Running onstat Commands on a Shared Memory Dump File
You can run onstat commands against a shared memory dump file. The shared memory dump file can be produced explicitly by using the onstat -o command. If the DUMPSHMEM configuration parameter is set to 1 or set to 2, the dump file is created automatically at the time of an assertion failure.
When using the command line, enter the source file as the final argument. The following example prints information about all threads for the shared memory dump contained in the file named onstat.out, rather than attempting to attach to the shared memory of a running server.
onstat -g ath onstat.out
For instructions on how to create the memory dump file with onstat -o, see onstat -o command: Output shared memory contents to a file.
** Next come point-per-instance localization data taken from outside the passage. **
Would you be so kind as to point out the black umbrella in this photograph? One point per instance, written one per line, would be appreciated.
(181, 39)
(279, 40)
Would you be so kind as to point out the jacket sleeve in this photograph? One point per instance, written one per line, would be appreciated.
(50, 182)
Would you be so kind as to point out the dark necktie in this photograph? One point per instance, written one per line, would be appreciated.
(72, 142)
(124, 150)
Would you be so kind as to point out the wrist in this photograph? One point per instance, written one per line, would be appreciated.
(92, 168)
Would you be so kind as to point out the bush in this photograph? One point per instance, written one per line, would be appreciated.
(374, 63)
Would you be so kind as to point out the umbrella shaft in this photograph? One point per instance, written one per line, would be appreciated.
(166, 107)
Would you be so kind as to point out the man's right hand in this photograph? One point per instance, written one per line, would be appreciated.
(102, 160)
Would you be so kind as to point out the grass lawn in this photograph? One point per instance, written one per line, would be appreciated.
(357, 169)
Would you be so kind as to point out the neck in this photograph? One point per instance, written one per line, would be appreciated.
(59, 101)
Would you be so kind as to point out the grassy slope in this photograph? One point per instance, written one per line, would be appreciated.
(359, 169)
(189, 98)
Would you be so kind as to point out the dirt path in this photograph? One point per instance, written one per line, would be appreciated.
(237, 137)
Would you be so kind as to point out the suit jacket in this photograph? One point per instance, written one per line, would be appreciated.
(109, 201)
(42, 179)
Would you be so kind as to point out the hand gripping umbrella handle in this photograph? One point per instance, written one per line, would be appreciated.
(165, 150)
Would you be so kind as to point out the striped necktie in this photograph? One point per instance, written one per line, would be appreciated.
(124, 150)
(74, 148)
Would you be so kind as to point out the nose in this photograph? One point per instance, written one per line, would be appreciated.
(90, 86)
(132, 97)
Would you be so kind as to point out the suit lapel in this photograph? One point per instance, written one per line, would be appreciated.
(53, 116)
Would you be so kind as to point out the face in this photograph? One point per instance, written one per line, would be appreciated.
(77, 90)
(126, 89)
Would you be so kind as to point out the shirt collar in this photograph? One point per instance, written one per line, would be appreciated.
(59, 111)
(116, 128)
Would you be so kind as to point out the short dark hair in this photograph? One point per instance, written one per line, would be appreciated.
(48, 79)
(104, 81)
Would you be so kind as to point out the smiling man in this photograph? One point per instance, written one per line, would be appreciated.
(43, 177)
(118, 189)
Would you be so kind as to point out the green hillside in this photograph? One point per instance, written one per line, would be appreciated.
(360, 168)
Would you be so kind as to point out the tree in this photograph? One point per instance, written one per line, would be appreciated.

Running onstat Commands on a Shared Memory Dump File Interactively
Use onstat -i (interactive mode) to run more than one onstat command against a dump file. Interactive mode can save time because the file is read only once. In command-line mode, each command reads the file.
The following example reads the shared memory dump file and enters interactive mode. Other onstat commands can be executed against the dump file in the normal interactive fashion.
onstat -i source_file
For information about interactive mode, see onstat -i command: Initiate interactive mode.
Running onstat Commands on a Shared Memory Dump File Created Without a Buffer Pool
- If you run onstat -B on a dump file created without the buffer pool, the output will display 0 in the memaddr, nslots, and pgflgs columns.
- If you run onstat -g seg on a dump file created without the buffer pool, the output will show both the original and nobuffs resident segment size.